Polite applause swelled into something nearer to thunder. She inclined her head—not a bow, never a bow—and took the empty seat Dumbledore indicated near the center of the table. To her left sat Pomona Sprout, beaming; to her right, an empty chair with a high carved back.
She didn’t think anything of it until the applause began to die and the seat’s occupant finally arrived.

Black robes billowing like living shadow, pale face half-hidden beneath curtains of lank dark hair, Severus Snape swept in five minutes late and looking as though the entire world had personally offended him that morning.
He stopped dead when he saw her.

For one heartbeat the Great Hall seemed to hold its breath. A fork clattered somewhere far below. Somewhere else, a first-year squeaked.
Snape’s eyes—black, unreadable, cutting—locked on hers across the three feet of polished oak that separated them. Something flickered there, too fast to name. Recognition. Fury. Memory. Pain.
Alandrea felt it like a Bludger to the sternum.

Severus.

Here.

Still beautiful in the way a storm cloud is beautiful—terrifying and untouchable.
She hadn’t known. Dumbledore’s letter had been coy, mentioning only that the previous professor had taken an unexpected sabbatical. She had assumed some Ministry toady or a retired Auror.

Not him.
Never him.

Snape’s lip curled—whether in disdain or self-defense, she couldn’t tell—and he dropped into the chair beside her with the fluid menace of a falling knife. The temperature within a three-foot radius seemed to plummet ten degrees.

“Severus,” Dumbledore said mildly, as though introducing two people who had never met, “Professor Thorne will be taking over Defense this year.”

“I gathered,” Snape said, voice low enough to curdled milk.

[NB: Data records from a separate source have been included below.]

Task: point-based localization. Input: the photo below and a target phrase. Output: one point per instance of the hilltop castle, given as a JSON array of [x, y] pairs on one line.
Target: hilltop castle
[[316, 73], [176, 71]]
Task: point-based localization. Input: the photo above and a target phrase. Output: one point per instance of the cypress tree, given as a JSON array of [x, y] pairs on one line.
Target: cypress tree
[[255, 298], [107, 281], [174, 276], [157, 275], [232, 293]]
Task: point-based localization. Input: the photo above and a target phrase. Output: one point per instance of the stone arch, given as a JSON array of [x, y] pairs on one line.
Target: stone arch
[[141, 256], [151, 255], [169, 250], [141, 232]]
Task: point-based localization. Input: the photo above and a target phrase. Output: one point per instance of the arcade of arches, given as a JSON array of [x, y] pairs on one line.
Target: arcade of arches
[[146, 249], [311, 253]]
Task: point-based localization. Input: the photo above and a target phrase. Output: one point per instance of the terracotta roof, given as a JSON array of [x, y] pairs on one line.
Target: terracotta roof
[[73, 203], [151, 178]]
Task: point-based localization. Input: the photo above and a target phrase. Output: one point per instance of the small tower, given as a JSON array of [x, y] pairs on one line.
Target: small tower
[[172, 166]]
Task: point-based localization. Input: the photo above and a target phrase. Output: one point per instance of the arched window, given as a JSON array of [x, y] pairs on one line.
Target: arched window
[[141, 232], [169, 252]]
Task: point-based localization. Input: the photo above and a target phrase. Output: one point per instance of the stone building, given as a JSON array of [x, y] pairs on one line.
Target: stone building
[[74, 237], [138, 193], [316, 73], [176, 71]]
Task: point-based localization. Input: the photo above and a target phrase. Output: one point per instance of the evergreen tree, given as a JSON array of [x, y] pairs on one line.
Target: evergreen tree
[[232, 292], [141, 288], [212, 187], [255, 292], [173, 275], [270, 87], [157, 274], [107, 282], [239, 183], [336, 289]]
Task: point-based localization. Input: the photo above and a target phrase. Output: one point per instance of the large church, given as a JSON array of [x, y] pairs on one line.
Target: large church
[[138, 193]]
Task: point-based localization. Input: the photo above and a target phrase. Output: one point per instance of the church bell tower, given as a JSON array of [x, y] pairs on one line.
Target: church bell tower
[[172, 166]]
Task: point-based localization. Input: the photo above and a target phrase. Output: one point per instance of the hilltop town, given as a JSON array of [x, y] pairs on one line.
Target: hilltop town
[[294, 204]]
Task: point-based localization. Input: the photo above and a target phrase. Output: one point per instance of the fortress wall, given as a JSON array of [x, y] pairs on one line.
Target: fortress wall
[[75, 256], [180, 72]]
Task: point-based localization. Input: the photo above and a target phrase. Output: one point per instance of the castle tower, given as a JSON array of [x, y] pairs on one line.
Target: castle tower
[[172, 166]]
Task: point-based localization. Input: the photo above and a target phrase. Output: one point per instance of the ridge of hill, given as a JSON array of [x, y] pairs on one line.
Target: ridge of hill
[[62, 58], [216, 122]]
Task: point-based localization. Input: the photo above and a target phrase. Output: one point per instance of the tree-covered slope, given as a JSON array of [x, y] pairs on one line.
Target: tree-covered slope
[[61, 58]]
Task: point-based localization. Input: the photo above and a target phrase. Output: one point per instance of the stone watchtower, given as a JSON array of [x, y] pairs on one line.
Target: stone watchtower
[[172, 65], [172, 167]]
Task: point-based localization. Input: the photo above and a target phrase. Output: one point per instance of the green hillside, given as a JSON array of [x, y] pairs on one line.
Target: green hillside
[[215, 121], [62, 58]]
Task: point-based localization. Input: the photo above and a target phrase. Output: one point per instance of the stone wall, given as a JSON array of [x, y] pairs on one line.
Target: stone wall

Alandrea turned her head slowly, meeting his gaze head-on. Fifteen years since they had last spoken—really spoken—and still the air between them crackled like a poorly grounded wand.
“Severus,” she said, polite and cool. “Still allergic to punctuality, I see.”

His eyes narrowed to slits. “Still allergic to silence, I see.”

McGonagall made a small, strangled sound that might have been outrage or laughter.

Dumbledore merely twinkled harder and clapped his hands. “Excellent! Now that we are all acquainted—or reacquainted—let the feast begin!”

Food appeared. Conversation exploded back into life. Students stared openly now, sensing blood in the water.

Alandrea filled her plate without tasting anything. Beside her, Snape sat rigid as a gargoyle, cutting his chicken with surgical precision and refusing to so much as glance her direction again.
She felt the weight of his presence like a hex—familiar, unwelcome, impossible to ignore.

This was going to be a very long year.